Hujan meteor Draconid berasal dari sisa debu komet 21P/Giacobini-Zinner yang terbakar saat memasuki atmosfer Bumi. Dalam kondisi ideal, pengamat dapat menyaksikan sekitar 5 hingga 10 meteor per jam, meskipun jumlahnya bisa meningkat bila aktivitas partikel komet sedang tinggi.
BMKG dan komunitas astronomi Indonesia menyarankan masyarakat yang ingin menyaksikan fenomena ini agar menghadap ke arah langit utara, tempat rasi bintang Draco (Naga) berada. "Waktu terbaik untuk pengamatan adalah setelah matahari terbenam hingga sekitar pukul 22.00 WIB," ujar salah satu pengamat langit dari Lembaga Penerbangan dan Antariksa Nasional (LAPAN).

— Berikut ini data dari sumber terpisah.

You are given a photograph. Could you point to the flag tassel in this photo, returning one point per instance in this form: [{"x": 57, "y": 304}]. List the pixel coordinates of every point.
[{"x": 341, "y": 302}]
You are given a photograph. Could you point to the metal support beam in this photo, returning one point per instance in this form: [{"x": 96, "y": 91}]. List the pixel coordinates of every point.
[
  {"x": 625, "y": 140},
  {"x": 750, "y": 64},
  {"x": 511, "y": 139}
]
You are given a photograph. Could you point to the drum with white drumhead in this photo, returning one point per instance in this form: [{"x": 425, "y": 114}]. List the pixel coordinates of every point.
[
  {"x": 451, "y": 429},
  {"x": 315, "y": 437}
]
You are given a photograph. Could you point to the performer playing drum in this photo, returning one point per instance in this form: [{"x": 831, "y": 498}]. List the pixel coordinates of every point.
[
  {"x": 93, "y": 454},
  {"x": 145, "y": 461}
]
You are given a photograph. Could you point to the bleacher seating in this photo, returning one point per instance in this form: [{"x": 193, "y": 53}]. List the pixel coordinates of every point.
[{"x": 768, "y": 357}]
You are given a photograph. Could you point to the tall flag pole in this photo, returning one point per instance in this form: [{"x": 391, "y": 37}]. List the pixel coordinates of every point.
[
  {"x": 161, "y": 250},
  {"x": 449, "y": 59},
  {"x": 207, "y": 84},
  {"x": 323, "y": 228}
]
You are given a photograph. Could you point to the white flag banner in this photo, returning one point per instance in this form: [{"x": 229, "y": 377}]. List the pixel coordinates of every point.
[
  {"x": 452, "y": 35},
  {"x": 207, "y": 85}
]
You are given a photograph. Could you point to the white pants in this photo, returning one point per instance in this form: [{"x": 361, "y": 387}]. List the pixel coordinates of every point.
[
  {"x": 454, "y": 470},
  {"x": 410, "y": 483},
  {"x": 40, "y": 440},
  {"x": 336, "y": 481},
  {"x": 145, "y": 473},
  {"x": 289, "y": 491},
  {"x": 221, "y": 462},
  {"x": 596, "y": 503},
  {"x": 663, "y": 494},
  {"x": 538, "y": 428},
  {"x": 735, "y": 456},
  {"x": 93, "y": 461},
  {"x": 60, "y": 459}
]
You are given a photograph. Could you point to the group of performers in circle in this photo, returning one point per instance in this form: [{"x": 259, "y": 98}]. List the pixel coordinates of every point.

Namun, pengamatan hujan meteor tahun ini sedikit menantang karena Supermoon baru saja terjadi pada 7 Oktober 2025. Cahaya bulan yang sangat terang berpotensi mengurangi visibilitas meteor yang redup. Meski begitu, meteor dengan cahaya paling terang atau disebut fireball tetap berpeluang terlihat jelas.
Supermoon kali ini merupakan yang terakhir di tahun 2025. Pada saat puncaknya, bulan berada di posisi terdekat dengan Bumi (perigee), membuatnya tampak 14% lebih besar dan 30% lebih terang dibanding bulan purnama biasa.
Bagi masyarakat yang ingin menyaksikan keindahan langit malam ini, disarankan untuk menyiapkan kamera, teleskop, atau sekadar berbaring di tempat terbuka sambil menatap langit utara. Selain menjadi tontonan menarik, fenomena ini juga menjadi pengingat akan keindahan dan keteraturan alam semesta.